A 120 g insulated aluminum cup at 19 C is filled with 150 g of water at 55 C. After a few minutes, equilibrium is reached.

Estimate the total change in entropy.

## Homework Equations

I found final temperture to be 50 degrees, but I'm stuck on how to calculate the total change in entropy...

Totaly change in entrophy = change in entrophy of aluminum cup + change in entrophy of the water

## The Attempt at a Solution

S for al cup = Q/T= 900*.120kg*(50-19)/(273+50K) = 10.4

S for water = Q/T = 4186*.150*(55-50)/(273+50K) = 9.72

total S = 10.4+9.72=20.1 J/K

But it says that's wrong...

Last edited:

diazona
Homework Helper
First problem: temperatures should be in Kelvins. (Always) It makes no sense to divide a temperature in degrees Celsius by anything.

Second problem: a liter is defined as a cubic decimeter. An easy way to remember this is that one milliliter is equal to one cubic centimeter.

Third problem: pay attention to signs. One of the cup or water is losing heat while the other is gaining heat, so one of the two will have a negative change in entropy.

First problem: temperatures should be in Kelvins. (Always) It makes no sense to divide a temperature in degrees Celsius by anything.

Second problem: a liter is defined as a cubic decimeter. An easy way to remember this is that one milliliter is equal to one cubic centimeter.

Third problem: pay attention to signs.

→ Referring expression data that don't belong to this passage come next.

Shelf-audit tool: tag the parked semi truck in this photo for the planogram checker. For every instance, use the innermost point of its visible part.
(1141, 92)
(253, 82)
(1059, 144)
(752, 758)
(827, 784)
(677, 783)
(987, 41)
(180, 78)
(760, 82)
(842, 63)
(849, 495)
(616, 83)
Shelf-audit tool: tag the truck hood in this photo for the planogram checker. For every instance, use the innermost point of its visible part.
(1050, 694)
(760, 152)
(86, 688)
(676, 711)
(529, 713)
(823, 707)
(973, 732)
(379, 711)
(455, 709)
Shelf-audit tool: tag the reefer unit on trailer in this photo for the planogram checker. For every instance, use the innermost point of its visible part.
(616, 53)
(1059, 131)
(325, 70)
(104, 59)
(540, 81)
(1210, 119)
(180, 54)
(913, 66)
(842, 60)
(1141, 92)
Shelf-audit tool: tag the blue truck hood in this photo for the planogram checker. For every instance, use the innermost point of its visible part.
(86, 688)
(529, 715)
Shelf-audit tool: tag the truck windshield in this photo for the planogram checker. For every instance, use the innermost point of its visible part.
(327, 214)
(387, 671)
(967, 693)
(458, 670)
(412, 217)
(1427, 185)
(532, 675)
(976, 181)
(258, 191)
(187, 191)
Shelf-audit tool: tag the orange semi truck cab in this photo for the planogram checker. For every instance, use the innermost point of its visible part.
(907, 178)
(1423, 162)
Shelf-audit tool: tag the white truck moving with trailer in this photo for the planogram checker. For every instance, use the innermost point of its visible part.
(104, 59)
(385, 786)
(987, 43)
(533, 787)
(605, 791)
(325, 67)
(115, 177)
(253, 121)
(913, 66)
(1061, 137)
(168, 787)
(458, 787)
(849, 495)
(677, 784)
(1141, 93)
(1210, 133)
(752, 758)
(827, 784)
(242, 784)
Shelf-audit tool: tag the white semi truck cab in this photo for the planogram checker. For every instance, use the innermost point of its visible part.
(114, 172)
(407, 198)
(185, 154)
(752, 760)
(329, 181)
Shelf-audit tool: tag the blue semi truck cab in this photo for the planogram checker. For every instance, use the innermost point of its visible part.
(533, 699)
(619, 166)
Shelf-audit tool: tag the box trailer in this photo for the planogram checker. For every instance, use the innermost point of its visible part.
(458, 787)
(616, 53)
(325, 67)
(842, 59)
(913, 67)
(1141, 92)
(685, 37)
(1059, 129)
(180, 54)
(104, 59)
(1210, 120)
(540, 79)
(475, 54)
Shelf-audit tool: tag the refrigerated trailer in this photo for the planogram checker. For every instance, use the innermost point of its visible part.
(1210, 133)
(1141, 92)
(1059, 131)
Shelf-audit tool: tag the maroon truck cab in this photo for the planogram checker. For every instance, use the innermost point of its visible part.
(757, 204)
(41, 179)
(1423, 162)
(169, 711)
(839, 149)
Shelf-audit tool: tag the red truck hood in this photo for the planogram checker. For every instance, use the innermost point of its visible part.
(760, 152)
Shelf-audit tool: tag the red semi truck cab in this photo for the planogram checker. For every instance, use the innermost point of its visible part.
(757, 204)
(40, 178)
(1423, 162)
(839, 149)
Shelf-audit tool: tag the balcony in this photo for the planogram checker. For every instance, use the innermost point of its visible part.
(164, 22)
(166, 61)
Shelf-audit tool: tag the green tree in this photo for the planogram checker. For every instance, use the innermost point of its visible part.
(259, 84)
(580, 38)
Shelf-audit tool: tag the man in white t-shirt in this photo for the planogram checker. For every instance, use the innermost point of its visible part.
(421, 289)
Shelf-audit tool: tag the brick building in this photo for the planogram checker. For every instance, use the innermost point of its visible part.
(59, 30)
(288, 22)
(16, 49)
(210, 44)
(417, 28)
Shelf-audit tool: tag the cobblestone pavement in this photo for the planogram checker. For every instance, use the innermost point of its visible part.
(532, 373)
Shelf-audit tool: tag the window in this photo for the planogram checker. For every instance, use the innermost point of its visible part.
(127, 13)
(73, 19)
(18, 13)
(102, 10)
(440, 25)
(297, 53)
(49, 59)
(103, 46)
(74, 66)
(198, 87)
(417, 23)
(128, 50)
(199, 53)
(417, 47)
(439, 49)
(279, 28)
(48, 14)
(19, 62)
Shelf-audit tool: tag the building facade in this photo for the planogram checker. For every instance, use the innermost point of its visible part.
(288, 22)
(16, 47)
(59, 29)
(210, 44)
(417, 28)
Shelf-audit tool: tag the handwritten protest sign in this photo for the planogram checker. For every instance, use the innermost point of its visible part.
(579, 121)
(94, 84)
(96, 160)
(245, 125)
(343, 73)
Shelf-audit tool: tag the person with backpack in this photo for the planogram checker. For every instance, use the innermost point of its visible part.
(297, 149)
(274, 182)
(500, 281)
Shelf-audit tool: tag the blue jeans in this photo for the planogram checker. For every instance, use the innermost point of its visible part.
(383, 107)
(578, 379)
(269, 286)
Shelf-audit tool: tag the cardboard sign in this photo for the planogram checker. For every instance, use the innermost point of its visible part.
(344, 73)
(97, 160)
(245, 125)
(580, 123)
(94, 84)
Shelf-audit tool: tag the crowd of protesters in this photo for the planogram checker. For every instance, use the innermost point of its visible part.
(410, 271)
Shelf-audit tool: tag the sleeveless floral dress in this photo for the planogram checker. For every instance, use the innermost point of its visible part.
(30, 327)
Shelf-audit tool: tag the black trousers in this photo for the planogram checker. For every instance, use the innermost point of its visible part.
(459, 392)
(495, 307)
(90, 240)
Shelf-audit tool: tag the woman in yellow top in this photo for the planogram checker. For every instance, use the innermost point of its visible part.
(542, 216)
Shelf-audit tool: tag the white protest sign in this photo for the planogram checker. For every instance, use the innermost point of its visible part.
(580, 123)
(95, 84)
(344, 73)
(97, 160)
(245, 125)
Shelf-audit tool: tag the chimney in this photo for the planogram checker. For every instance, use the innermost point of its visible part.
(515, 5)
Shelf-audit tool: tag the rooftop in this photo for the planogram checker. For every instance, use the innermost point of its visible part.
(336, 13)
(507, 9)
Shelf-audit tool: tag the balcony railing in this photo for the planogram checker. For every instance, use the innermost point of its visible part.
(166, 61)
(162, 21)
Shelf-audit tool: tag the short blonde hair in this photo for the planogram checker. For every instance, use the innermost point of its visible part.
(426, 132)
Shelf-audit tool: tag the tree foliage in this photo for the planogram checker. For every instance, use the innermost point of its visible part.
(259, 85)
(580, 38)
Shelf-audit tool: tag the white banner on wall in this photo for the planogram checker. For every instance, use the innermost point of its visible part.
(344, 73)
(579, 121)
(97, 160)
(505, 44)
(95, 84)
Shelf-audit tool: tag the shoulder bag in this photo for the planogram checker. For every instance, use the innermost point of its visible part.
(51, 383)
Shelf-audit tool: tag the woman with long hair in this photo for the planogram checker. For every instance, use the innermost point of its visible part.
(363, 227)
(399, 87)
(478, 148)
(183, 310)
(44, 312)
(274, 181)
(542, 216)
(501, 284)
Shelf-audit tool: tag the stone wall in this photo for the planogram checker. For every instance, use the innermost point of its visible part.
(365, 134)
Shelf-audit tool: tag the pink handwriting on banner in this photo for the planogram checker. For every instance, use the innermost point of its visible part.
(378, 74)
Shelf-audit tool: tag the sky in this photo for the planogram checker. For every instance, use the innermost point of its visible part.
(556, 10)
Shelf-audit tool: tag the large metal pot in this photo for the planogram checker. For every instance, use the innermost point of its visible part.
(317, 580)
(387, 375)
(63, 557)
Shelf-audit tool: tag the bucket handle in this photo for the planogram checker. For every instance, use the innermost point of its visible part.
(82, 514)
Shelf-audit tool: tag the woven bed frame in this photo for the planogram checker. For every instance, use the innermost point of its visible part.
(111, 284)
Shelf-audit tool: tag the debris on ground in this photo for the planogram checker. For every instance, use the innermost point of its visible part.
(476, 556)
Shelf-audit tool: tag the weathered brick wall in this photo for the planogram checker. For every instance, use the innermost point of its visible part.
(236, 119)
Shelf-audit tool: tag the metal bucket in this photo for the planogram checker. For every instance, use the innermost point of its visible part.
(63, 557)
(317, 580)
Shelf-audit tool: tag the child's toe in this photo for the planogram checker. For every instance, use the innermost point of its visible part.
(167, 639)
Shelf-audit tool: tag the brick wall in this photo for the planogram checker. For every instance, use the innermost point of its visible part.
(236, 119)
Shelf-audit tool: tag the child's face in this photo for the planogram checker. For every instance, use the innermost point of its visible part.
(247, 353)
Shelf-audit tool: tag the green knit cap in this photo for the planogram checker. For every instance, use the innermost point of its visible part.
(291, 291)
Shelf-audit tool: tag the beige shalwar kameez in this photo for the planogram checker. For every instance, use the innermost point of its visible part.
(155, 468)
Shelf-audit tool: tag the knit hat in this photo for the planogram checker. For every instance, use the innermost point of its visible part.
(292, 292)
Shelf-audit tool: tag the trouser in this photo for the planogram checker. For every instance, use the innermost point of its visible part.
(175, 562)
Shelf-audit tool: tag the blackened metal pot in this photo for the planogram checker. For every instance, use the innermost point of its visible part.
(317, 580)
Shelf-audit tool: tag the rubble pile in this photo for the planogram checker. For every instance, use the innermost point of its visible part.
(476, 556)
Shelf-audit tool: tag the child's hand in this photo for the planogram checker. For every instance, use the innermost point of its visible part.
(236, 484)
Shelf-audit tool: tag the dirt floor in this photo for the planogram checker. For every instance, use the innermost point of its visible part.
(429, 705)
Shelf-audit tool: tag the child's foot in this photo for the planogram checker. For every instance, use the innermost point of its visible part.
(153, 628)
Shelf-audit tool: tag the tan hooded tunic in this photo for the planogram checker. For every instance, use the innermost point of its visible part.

One of the cup or water is losing heat while the other is gaining heat, so one of the two will have a negative change in entropy.
I did what you said...

In the first problem... if I converted 28 degress celsius to kelvins it would be 301K
so then would we have 4.5= TL/(301-TL) ??

Second problem...I still don't get how to convert 3.00m^3 into cm^3 or L or Kg for that matter...

Third problem... so I did
S of cup = Q/T= m*c*change in temperature/final temp in kelvein = .12*900*(50-19)/(273+50) = 10.4

S of water = 9.72

diazona
Homework Helper
First problem: try it!

Second problem: think about it like this: what is the mass of a given volume (in your case, 3 cubic meters) of water? You need the density of water to figure it out - do you know what the density of water is? (In any units?)

Third problem: You also need to take into account the fact that the temperature changes as the water and the cup come to equilibrium. So the T in the denominator changes; it's not 323K until the very end of the process. You'll either need to do this with an integral, or use another formula (if you have one that applies).

djeitnstine
Gold Member
I did what you said...

In the first problem... if I converted 28 degress celsius to kelvins it would be 301K
so then would we have 4.5= TL/(301-TL) ??
Yes sir.

Second problem...I still don't get how to convert 3.00m^3 into cm^3 or L or Kg for that matter...

Third problem... so I did
S of cup = Q/T= m*c*change in temperature/final temp in kelvein = .12*900*(50-19)/(273+50) = 10.4

S of water = 9.72

$$\Delta{S} = \int_1^2 \frac{Q}{T}dT$$

So you have to perform the change in entropy for both the water and the aluminum cup Then add the resulting entropies.

I had calulus I last semester so I sort of forgot how to do integral, but I shall go back on that tomorrow =)

As for the 2nd problem, the density would be 1000 kg/m^3 @ 0 degree celsius...so D=M/V...so.. the mass would be D times volume...so the mass would be 3kg? That sounds wrong.

And I got problem one.

Thank you for your help. i will work more on them tomorrow as it is already almost 2:30 in the morning.